Saturday, July 04, 2020

No-butter Butter chicken

I had several butter chickens recently (altho none of them at an authentic Indian place): one was at Coles and another at Michael's Oriental. The former was surprisingly better than the latter but only because the latter was way too salty. His reasoning was that it needs to be salty in order to go with rich or naan but it is too salty for the way we prefer to eat it (with basmati rice). Maybe we're eating it wrong.

As far as cultural appropriation goes, I found this recipe from RecipeTinEats which is clearly also not Indian. However I wanted to use up the lingering homemade yoghurt I had and it is a simple well-explained recipe, so why not? TBH I didn't follow it very accurately because it was a weekday meal and I simply couldn't be bothered after a long day of work and dog minding.
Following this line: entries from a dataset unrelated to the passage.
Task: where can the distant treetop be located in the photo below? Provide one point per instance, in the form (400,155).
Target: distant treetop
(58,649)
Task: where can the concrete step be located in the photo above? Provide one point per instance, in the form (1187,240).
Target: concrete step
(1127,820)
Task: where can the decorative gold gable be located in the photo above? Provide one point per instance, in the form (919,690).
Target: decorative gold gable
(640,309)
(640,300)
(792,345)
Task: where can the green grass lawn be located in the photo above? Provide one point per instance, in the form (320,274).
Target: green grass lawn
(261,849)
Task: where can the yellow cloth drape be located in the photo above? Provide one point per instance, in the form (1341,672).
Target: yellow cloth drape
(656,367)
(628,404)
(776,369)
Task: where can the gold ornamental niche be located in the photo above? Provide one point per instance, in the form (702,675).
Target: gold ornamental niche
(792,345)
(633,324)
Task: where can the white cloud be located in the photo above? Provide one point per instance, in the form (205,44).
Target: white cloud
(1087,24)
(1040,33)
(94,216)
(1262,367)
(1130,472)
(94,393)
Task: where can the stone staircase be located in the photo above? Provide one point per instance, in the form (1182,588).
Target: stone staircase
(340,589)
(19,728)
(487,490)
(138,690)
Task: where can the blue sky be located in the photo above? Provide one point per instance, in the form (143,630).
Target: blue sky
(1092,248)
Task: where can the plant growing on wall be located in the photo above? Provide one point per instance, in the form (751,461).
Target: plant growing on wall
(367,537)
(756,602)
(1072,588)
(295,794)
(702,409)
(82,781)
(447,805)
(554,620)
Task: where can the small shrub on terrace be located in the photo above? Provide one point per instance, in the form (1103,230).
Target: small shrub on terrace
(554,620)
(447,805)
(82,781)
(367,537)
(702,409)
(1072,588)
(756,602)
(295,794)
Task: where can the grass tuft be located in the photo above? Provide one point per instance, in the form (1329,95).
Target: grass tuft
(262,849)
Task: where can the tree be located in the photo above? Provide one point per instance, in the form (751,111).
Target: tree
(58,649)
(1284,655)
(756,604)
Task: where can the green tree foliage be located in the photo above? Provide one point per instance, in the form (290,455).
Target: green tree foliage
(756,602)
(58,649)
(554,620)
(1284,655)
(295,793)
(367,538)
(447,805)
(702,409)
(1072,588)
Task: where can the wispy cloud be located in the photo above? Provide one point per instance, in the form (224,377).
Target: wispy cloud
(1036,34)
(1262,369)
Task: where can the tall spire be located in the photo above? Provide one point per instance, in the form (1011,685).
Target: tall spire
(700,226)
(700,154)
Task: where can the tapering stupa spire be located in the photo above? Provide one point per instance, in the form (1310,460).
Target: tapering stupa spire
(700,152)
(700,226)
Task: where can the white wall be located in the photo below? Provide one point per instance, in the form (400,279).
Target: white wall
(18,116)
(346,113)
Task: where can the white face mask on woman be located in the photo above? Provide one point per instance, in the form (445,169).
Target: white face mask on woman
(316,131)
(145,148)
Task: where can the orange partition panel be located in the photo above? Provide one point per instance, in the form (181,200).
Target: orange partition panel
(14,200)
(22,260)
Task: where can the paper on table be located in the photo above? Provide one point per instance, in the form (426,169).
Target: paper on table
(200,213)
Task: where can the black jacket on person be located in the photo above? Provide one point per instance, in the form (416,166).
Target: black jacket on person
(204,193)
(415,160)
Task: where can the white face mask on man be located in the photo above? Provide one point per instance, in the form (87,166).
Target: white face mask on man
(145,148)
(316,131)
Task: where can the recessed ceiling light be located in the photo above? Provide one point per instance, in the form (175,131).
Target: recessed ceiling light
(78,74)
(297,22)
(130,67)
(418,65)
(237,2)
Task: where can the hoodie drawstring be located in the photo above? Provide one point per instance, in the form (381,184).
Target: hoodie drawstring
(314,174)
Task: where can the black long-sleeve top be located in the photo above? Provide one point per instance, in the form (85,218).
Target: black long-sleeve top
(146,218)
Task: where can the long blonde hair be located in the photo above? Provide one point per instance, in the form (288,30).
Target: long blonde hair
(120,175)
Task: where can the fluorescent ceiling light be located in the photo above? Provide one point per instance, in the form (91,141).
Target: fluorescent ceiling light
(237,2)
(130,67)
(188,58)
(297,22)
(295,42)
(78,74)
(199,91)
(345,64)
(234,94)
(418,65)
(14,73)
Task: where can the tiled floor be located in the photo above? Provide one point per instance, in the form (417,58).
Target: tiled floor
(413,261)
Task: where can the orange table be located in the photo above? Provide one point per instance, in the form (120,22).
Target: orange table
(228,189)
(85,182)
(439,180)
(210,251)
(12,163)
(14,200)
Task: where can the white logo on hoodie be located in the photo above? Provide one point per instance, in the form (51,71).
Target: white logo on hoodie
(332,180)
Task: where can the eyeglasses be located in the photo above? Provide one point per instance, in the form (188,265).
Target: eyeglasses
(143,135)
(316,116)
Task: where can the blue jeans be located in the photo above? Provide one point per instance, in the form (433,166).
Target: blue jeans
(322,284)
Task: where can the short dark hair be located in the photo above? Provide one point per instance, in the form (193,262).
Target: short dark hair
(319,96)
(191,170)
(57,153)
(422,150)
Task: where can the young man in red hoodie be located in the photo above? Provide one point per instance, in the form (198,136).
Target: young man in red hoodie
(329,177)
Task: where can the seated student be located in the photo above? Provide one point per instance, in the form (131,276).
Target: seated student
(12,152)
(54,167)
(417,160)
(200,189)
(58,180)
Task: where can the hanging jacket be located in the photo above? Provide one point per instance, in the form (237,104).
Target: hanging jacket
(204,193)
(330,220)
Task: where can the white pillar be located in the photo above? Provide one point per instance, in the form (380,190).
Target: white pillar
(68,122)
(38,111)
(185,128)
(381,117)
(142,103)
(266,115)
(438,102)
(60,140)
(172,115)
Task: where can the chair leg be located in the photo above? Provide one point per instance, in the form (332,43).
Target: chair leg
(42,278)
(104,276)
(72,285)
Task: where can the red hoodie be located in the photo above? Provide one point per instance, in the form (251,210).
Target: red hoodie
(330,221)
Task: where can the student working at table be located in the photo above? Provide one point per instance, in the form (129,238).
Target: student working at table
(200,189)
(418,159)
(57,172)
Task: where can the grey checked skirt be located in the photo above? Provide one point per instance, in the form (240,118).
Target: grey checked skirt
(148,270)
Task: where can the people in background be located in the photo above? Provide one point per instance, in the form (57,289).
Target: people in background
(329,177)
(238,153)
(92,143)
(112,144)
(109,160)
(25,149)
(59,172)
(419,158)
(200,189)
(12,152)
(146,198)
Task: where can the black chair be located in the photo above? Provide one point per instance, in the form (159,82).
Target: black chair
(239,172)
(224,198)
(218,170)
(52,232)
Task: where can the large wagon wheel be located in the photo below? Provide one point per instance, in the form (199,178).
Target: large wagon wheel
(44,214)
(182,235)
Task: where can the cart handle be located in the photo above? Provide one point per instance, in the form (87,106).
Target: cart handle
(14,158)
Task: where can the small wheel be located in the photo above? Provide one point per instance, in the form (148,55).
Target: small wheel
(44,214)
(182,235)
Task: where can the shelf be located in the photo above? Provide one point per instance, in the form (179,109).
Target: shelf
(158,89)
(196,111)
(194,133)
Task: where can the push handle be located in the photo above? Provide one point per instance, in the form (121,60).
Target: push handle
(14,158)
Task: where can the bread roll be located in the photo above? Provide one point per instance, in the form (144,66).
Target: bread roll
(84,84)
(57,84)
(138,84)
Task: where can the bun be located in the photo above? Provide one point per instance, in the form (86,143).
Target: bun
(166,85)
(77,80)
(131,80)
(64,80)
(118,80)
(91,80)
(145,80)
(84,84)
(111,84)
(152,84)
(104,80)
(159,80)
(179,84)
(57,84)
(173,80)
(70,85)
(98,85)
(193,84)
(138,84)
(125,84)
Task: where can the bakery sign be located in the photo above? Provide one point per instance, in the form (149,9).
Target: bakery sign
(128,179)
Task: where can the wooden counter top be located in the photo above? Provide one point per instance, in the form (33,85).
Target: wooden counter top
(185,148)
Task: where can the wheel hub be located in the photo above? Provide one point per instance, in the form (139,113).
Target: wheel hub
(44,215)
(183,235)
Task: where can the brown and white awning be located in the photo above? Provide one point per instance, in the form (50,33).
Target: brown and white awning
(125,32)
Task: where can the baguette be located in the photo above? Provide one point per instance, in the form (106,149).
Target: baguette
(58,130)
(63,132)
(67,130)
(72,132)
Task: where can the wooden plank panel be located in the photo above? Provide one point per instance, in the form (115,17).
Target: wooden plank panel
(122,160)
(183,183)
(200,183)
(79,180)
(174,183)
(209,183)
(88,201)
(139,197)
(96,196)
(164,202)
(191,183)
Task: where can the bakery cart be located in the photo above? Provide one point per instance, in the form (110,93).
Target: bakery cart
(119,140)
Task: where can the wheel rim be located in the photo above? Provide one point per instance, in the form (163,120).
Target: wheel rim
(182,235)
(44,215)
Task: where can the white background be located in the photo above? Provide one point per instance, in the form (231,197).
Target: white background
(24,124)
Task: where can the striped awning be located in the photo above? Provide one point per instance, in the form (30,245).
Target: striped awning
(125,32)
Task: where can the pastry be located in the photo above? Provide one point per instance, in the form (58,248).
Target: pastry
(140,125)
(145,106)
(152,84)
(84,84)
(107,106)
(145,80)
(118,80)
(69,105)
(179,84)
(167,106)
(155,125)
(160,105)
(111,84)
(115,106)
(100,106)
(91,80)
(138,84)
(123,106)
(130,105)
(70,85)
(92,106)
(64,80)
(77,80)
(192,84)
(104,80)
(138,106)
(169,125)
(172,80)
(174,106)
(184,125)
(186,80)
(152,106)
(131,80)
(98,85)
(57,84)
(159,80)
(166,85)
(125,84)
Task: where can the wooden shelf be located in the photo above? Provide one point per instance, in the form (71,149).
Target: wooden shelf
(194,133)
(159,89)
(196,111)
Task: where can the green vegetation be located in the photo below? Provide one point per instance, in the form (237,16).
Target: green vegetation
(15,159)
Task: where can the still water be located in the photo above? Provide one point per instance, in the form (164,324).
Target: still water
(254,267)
But as it was a good recipe, I'm putting it down here.
Served with store-bought naan (no judgement pls!)
Ingredients
Marinade
½ C yoghurt
1 tbsp lemon juice (I omitted because I don't like the sourness)
1 tsp tumeric powder (I omitted because I dislike tumeric)
2 tsp garam masala
1 tsp Asian chilli powder
1 tsp cumin
1 tbsp ginger, freshly grated
2 cloves garlic
1kg chicken thigh, cubed
Sauce
2 tbsp ghee, butter or veg oil (I used oil)
1 C passata
1 C double cream (thickened cream)
salt to taste (abt 1 tsp)
1 tsp sugar

Method
1. Marinade the chicken for at least 3 hours or overnight.
2. Drain the marinade and fry the chicken in batches until white. Do not pour in the marinade.
3. Add back the marinade and sauce ingredients except the double cream. Bring to a simmer for 20 minutes.
4. Add the double cream and simmer for another 5 to 10 minutes. The sauce will be very slightly lumpy and very slightly oily.
5. Serve on basmati rice or with naan.

Feedback
- Oddly enough, altho I didn't add any butter, I could taste and smell a buttery taste! I attribute it to the cream and yoghurt inclusions.
- The sauce has to be served sparingly with rice otherwise it is too salty (still!)
- Also interestingly, the Italians have a similar tomato-based cream sauce with pasta. (This is RecipeTinEat's version which she uses basically the same formula of passata with cream but adds parmesan and milk). We decided to serve this with pasta on the second night and it tasted far better than with rice!